6. AC/DC’s "Sin City"
The old adage that “all AC/DC songs sound the same” is may be a bit true, but that doesn’t mean that their distinct sound isn’t impeccable. This track, off of the band’s 1973 album “Powerage” is a powerfully dopey tune that combines Bon Scott’s gritty vocals with a great pseudo-solo by bassist Cliff Williams.

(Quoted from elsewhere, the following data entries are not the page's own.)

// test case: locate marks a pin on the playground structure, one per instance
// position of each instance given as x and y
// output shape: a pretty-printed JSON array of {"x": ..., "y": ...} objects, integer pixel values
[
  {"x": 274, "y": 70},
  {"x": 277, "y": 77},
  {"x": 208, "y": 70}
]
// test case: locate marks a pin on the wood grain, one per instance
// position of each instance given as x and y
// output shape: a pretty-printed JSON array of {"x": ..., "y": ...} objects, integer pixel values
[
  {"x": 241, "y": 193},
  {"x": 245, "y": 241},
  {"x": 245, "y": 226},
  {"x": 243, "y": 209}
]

5. Sheryl Crow's "Leaving Las Vegas"
Before “All I Want” brought attention to “Tuesday Night Music Club”, Crow released “Leaving Las Vegas,” a supposedly autobiographical tune (either of Crow or the late John O’Brien, who can say?) that detailed a hard stretch of weeks in the famous Nevada metropolis. Crow's debut single reached No. 60 on the Hot 100 in 1994. Despite its modest peak, the song introduced us to her talents, paving the way for her next six singles all reaching the chart's top 40 through 1998.
4. Barry Manilow’ s "Here's to Las Vegas"
For the past eight years Manilow has been headlining shows in Las Vegas, and this ode to the town is a pretty concise confession of his love of the city that has been hosting his performance almost exclusively for nearly a decade.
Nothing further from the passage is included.